E’ stato anche grazie all’acqua, a quel naviglietto che arriva dall’Adda, che un quartiere milanese come Gorla, tanto per fare un esempio, negli anni Sessanta non è deflagrato sotto l’urto di un’immigrazione massiccia e improvvisa, migliaia di nuovi milanesi che arrivavano da Sud per lavorare nelle grandi e piccole fabbriche, palazzi come funghi, due camere e cucina impilati l’uno sull’altro, uno choc culturale e meteorologico per chi lasciava il sole per chiudersi nei reparti con le luci al neon (rivedersi “Rocco” e poi “Romanzo popolare”). E’ stato anche grazie al Martesana, detto “la” Martesana, a quelle acque un po’ fetide e così amate, al Ponte Vecchio e al Ponte Nuovo da cui sporgersi a contemplare i mulinelli e la prole delle anatre, che l’identità del quartiere ha tenuto, l’integrazione è stata sostanzialmente felice, cementata dai motti di spirito (“Oehi, Africa!”) e dalla certezza del pane.

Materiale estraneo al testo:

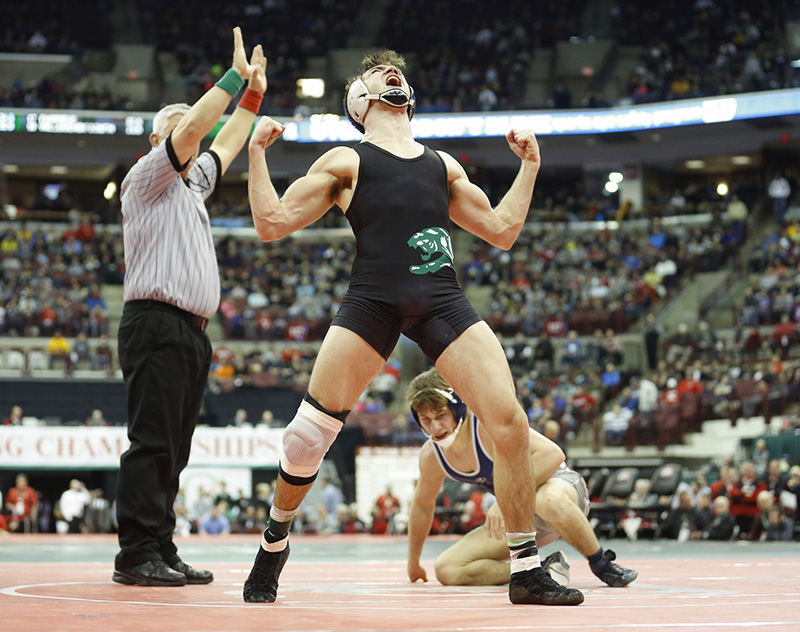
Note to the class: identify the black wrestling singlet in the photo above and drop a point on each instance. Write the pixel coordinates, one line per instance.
(400, 217)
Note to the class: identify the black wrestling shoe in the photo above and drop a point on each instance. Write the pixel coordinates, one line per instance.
(149, 573)
(193, 575)
(262, 584)
(557, 567)
(536, 586)
(611, 573)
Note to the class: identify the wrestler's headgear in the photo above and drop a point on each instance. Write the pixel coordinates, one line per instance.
(459, 410)
(356, 101)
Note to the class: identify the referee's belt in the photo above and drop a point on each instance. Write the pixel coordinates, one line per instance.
(198, 321)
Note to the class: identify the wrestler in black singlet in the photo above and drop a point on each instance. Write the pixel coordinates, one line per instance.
(403, 278)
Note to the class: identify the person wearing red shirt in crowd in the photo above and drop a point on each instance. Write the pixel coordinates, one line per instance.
(783, 335)
(556, 326)
(383, 512)
(728, 477)
(23, 505)
(15, 418)
(472, 514)
(689, 385)
(744, 497)
(671, 395)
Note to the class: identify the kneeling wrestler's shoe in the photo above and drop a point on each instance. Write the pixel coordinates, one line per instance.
(262, 584)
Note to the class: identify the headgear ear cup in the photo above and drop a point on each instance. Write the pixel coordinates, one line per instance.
(457, 406)
(356, 102)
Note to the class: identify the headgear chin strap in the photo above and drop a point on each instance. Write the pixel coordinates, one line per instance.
(459, 410)
(358, 98)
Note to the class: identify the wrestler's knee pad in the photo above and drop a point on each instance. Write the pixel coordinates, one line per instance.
(305, 442)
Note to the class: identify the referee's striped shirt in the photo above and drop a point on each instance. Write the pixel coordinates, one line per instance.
(169, 249)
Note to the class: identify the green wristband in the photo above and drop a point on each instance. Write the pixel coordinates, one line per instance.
(231, 82)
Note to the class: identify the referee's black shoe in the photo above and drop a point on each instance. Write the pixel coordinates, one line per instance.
(537, 587)
(262, 584)
(149, 573)
(611, 573)
(193, 575)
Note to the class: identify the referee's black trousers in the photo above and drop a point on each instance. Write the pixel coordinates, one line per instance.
(165, 361)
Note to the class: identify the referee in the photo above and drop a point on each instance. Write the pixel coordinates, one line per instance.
(171, 290)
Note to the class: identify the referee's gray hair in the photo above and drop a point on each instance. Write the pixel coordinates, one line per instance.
(162, 117)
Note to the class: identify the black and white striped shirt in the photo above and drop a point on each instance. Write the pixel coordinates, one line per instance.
(169, 249)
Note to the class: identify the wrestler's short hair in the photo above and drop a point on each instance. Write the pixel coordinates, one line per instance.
(426, 391)
(382, 57)
(161, 119)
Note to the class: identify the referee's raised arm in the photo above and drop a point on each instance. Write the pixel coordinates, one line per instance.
(205, 113)
(171, 290)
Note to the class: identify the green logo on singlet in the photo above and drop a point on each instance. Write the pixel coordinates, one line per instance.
(432, 241)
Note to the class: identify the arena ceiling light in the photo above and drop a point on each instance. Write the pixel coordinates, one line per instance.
(110, 190)
(312, 88)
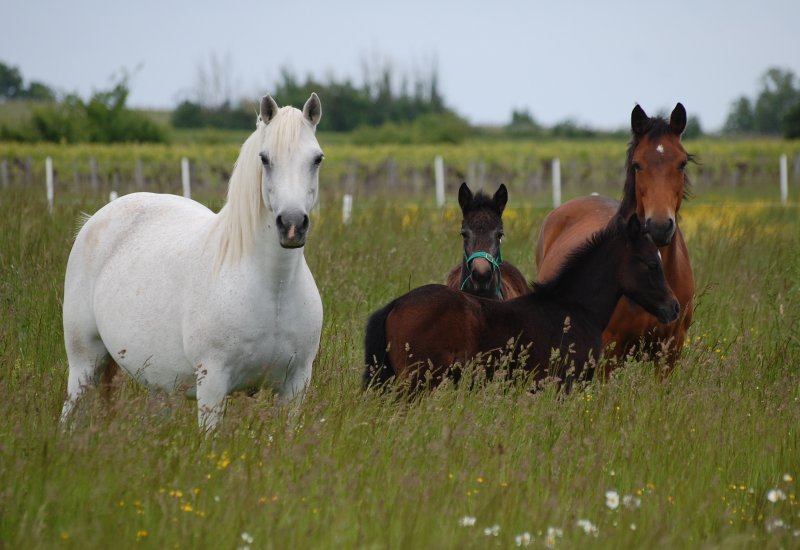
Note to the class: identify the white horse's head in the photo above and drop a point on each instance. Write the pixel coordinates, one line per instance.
(290, 157)
(275, 181)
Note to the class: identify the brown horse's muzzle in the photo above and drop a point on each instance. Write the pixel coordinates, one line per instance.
(481, 273)
(661, 231)
(669, 312)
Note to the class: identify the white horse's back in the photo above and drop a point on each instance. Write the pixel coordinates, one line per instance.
(185, 299)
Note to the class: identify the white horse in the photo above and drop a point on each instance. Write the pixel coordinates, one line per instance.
(185, 299)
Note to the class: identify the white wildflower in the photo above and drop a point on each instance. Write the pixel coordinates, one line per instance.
(774, 524)
(588, 527)
(523, 540)
(774, 495)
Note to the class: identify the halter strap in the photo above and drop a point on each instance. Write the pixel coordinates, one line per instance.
(495, 263)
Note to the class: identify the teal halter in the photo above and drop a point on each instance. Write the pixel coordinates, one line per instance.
(495, 262)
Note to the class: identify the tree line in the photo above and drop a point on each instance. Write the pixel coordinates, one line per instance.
(774, 111)
(386, 107)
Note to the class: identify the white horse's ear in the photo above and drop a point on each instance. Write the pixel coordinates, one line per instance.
(312, 110)
(268, 109)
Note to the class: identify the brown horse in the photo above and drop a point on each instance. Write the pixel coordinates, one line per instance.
(430, 332)
(655, 185)
(482, 271)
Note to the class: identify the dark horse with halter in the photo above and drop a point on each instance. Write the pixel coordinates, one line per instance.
(655, 185)
(430, 332)
(483, 271)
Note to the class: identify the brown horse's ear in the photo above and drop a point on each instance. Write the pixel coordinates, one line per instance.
(268, 109)
(640, 122)
(677, 120)
(501, 198)
(464, 196)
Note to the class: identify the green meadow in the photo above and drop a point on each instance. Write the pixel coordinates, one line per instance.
(708, 456)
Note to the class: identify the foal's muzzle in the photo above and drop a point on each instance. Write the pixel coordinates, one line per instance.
(669, 312)
(292, 228)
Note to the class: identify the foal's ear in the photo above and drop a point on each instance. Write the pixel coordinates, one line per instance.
(464, 196)
(501, 198)
(677, 120)
(640, 122)
(268, 109)
(312, 110)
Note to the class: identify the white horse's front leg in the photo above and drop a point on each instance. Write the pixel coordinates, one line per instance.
(212, 389)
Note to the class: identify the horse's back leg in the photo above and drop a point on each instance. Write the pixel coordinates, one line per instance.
(296, 379)
(213, 386)
(89, 363)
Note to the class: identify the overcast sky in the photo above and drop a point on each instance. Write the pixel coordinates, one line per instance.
(586, 60)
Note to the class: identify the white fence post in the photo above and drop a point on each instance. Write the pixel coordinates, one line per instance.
(187, 183)
(556, 183)
(784, 180)
(438, 166)
(347, 208)
(48, 169)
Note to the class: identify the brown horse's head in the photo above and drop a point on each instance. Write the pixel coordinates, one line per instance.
(482, 231)
(641, 273)
(656, 181)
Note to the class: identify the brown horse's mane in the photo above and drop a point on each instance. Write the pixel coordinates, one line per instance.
(656, 127)
(551, 287)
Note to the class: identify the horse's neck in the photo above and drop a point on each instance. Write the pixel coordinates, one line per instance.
(591, 284)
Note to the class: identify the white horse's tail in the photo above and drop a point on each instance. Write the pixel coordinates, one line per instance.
(83, 217)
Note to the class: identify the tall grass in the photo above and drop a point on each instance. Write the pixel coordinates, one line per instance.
(696, 454)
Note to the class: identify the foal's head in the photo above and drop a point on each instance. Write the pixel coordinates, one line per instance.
(482, 230)
(656, 181)
(641, 273)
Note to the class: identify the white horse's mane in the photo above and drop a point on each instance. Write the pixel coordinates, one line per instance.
(240, 220)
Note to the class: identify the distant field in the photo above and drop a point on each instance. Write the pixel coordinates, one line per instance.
(745, 169)
(709, 457)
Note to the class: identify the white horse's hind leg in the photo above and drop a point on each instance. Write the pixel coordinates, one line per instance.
(298, 376)
(212, 390)
(88, 360)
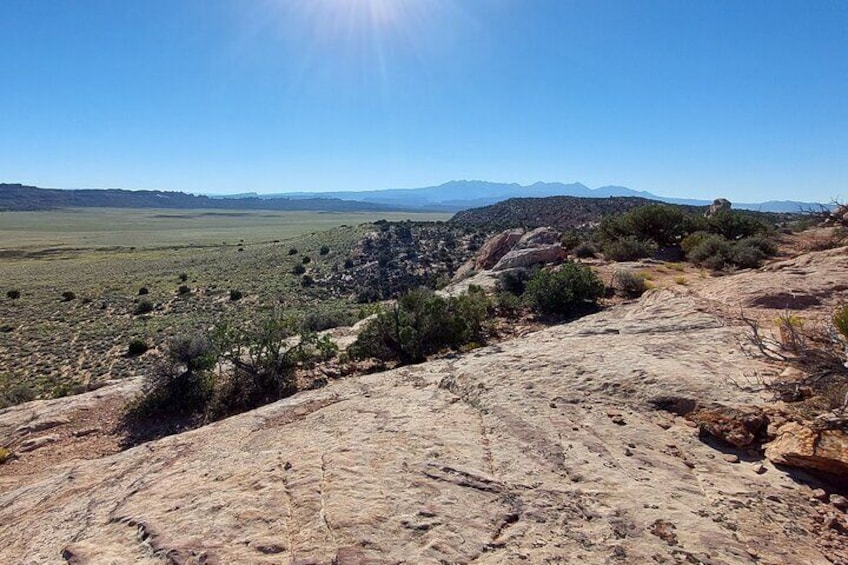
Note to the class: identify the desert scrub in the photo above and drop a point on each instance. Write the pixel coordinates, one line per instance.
(514, 281)
(137, 347)
(325, 318)
(565, 291)
(263, 359)
(508, 305)
(584, 250)
(181, 384)
(628, 283)
(422, 323)
(657, 224)
(13, 393)
(144, 306)
(628, 248)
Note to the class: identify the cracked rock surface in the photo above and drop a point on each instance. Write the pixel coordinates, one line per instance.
(549, 448)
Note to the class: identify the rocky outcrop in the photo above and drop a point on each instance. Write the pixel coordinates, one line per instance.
(539, 237)
(495, 248)
(802, 446)
(542, 449)
(527, 257)
(742, 426)
(515, 249)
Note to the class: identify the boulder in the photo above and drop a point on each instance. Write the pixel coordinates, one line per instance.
(740, 427)
(529, 257)
(718, 205)
(539, 237)
(801, 446)
(496, 247)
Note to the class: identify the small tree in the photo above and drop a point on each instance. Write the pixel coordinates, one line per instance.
(565, 291)
(137, 347)
(143, 307)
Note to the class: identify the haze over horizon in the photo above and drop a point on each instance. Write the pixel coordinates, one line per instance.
(689, 100)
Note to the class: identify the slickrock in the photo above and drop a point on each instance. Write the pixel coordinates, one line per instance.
(740, 426)
(506, 454)
(802, 446)
(529, 256)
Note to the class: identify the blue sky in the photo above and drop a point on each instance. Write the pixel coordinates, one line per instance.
(742, 99)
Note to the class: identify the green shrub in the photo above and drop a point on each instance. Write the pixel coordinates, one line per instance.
(327, 318)
(182, 384)
(694, 239)
(569, 240)
(514, 281)
(12, 394)
(423, 323)
(746, 256)
(143, 307)
(734, 225)
(629, 283)
(584, 250)
(661, 224)
(712, 251)
(840, 321)
(763, 244)
(564, 291)
(628, 249)
(509, 305)
(137, 347)
(263, 358)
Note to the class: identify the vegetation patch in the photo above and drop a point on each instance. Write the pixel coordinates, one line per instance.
(422, 323)
(566, 291)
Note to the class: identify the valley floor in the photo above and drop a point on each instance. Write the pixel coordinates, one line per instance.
(549, 448)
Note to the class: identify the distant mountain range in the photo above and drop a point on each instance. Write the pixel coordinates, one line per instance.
(453, 196)
(460, 195)
(17, 197)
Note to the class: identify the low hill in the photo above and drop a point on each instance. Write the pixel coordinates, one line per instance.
(457, 195)
(566, 445)
(571, 212)
(18, 197)
(560, 212)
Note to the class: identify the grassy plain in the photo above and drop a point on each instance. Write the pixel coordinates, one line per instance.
(105, 256)
(143, 228)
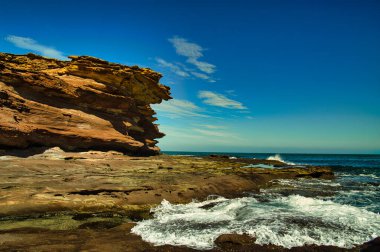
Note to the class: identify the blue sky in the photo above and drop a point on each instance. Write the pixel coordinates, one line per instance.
(246, 76)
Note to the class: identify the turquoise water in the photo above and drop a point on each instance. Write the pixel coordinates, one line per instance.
(342, 212)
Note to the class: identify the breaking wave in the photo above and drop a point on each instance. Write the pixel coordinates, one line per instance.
(287, 221)
(277, 157)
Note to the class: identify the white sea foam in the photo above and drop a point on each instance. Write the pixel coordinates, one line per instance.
(258, 166)
(277, 157)
(285, 221)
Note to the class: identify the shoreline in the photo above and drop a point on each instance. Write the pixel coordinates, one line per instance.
(101, 194)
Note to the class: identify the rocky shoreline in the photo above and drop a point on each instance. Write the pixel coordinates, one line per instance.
(89, 201)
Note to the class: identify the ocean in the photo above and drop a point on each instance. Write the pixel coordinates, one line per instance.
(343, 212)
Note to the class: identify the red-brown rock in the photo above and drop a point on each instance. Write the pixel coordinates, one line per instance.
(85, 103)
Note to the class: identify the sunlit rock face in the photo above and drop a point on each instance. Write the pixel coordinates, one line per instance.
(79, 104)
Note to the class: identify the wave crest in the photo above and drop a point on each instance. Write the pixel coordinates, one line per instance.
(277, 157)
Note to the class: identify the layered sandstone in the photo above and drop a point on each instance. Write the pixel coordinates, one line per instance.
(84, 103)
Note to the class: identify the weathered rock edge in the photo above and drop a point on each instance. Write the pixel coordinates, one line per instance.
(81, 104)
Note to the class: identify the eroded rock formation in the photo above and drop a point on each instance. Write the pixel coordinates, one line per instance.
(85, 103)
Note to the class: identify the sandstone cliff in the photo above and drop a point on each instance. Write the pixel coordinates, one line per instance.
(85, 103)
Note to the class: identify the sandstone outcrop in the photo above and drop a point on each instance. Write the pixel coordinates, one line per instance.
(84, 103)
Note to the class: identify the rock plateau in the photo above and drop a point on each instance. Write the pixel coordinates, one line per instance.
(81, 104)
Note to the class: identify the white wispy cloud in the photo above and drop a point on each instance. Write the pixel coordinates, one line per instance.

I Navigli, il Grande, il Pavese e anche il Piccolo o Martesana che scorre da NordEst, sono sempre stati importanti per l’identità di Milano, memoria di tutta quell’acqua su cui galleggia la nostra città-chiatta circonfusa di vapori, brume e afa (“te dormet all’umid?” è un modo di dire qui, per stigmatizzare chi non corre al ritmo giusto, cioè al folle passo di pianura). La copertura di una lunga tratta della fossa interna negli anni 1929-30 ha ubbidito a un’anti-sogno modernizzante, e anche a ragioni igienico-sanitarie: ragioni che tuttavia si sono riproposte nell’intossicazione prodotta dai fiumi di metallo incolonnato e sgasante. Il rimedio è stato peggio del problema.

Area C ha segnato un’inversione di rotta, primo indizio di una visione che ha bisogno dell’acqua, ovvero di un ritorno di Milano a se stessa, per esplicitarsi.

Perché Milano sogna sempre l’acqua, in bianco e nero e a colori. Per questo sostengo con convinzione e commozione l’idea di una riapertura di grande parte dei navigli interrati (rii terà, li chiamerebbero a Venezia), come simbolo e driver di un cambiamento di rotta che la maggior parte dei milanesi ha già mostrato di approvare, cuore pulsante di una visione che fa un po’ di fatica a delinearsi.

Mancando, tanto per cambiare, i fondi necessari, indicati nella somma tutto sommato abbordabile di 200 milioni, mi pare ottima l’idea di bond-navigli lanciata dall’amico carissimo Ivan Berni su “La Repubblica”. Tanto più che grossomodo la metà di quella somma sarebbe recuperabile rinunciando al contestatissimo progetto della Via d’Acqua di Expo, 90 milioni per un’impresa faraonica e non necessaria.

La bozza di progetto è stata realizzata dall’equipe del Politecnico guidata da Antonello Boatti.

Sognamo l’acqua, questo Natale! E auguri a tutti.

Aggiornamento 29 dicembre: la Sovraintendenza “boccia” la via d’acqua, troppo invasiva.